Monday, July 5, 2010
On the Blue Comet
Rosemary Wells is known for her Max and Ruby picture books. However, come September she'll also be known as a middle grade author when Candlewick is releases On the Blue Comet.
Oscar Ogilvie lives with his father in Illinois. They lead a happy existence, working together on the model railroad set-up that overwhelms the basement. But the year is 1929 and when the stock market crashes and the Depression hits, Oscar's father is forced to sell the house and trains to travel to California to find work, leaving Oscar with his strict aunt and his younger cousin. Oscar manages to find some happiness when he visits his old trains at their new set-up in the bank. But when Oscar witnesses a robbery at the bank, the shock catapults him onto real versions of his beloved trains, and the beginning of his travels through time.

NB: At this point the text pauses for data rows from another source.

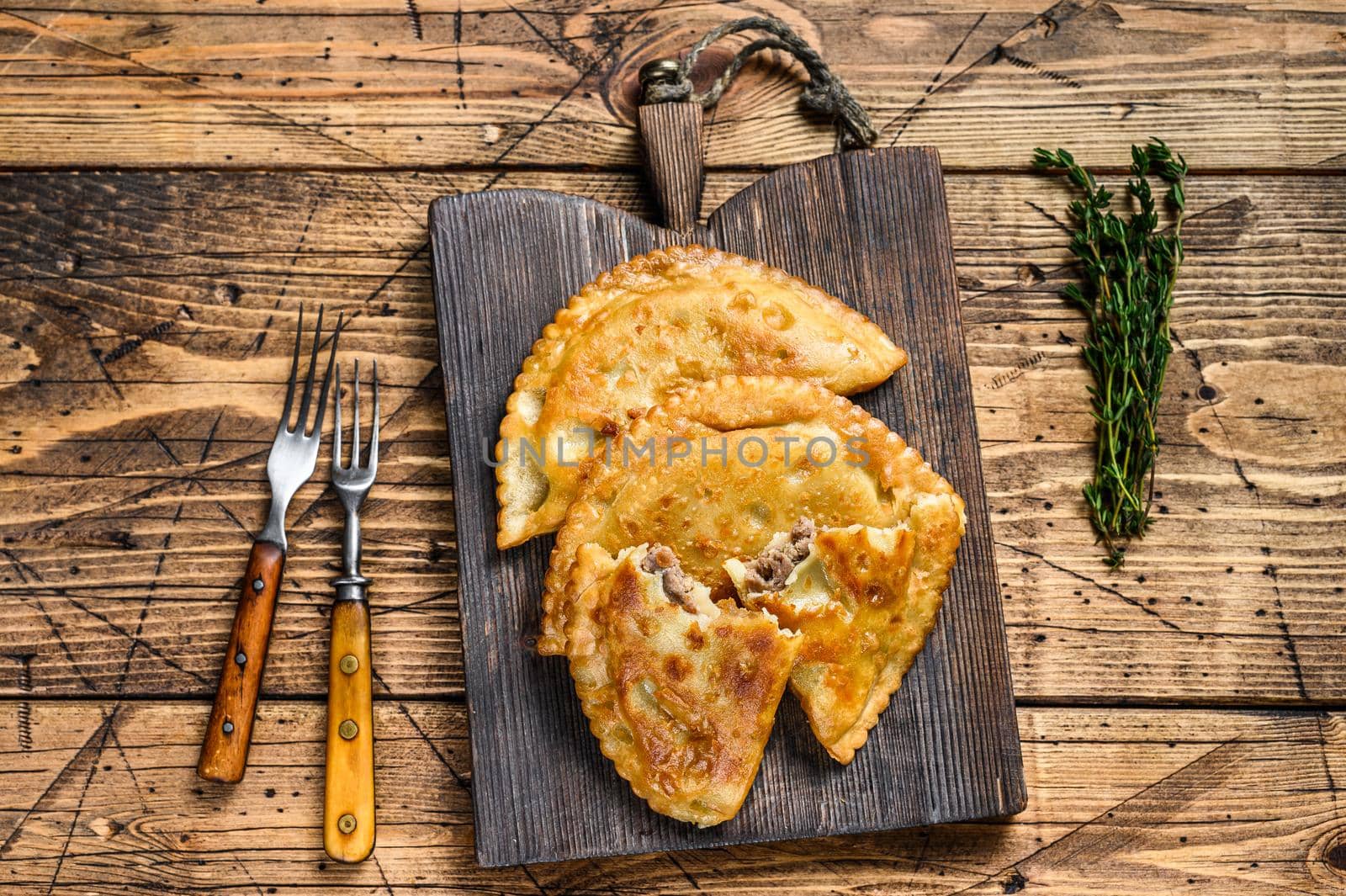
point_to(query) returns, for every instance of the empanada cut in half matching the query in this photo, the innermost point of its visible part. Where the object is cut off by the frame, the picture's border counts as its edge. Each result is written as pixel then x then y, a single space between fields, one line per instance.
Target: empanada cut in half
pixel 865 600
pixel 680 692
pixel 653 325
pixel 727 466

The historical backdrops of the novel may pass over the heads of some younger readers, but in the hands of the right teacher, the book could be used to examine an American child's life from the depression to WW II. And Wells has done her research. From period brand names to the mention of historical figures, On the Blue Comet is peppered with references to bygone times. Because of this, and the full-color illustrations by Bagram Ibatoulline (The Miraculous Journey of Edward Tulane), I think On the Blue Comet is a wonderful book for grandparents to gift their grandchildren. Hopefully, we will see it sparking inter-generational dialogue, bringing to light additional tales that need to be told.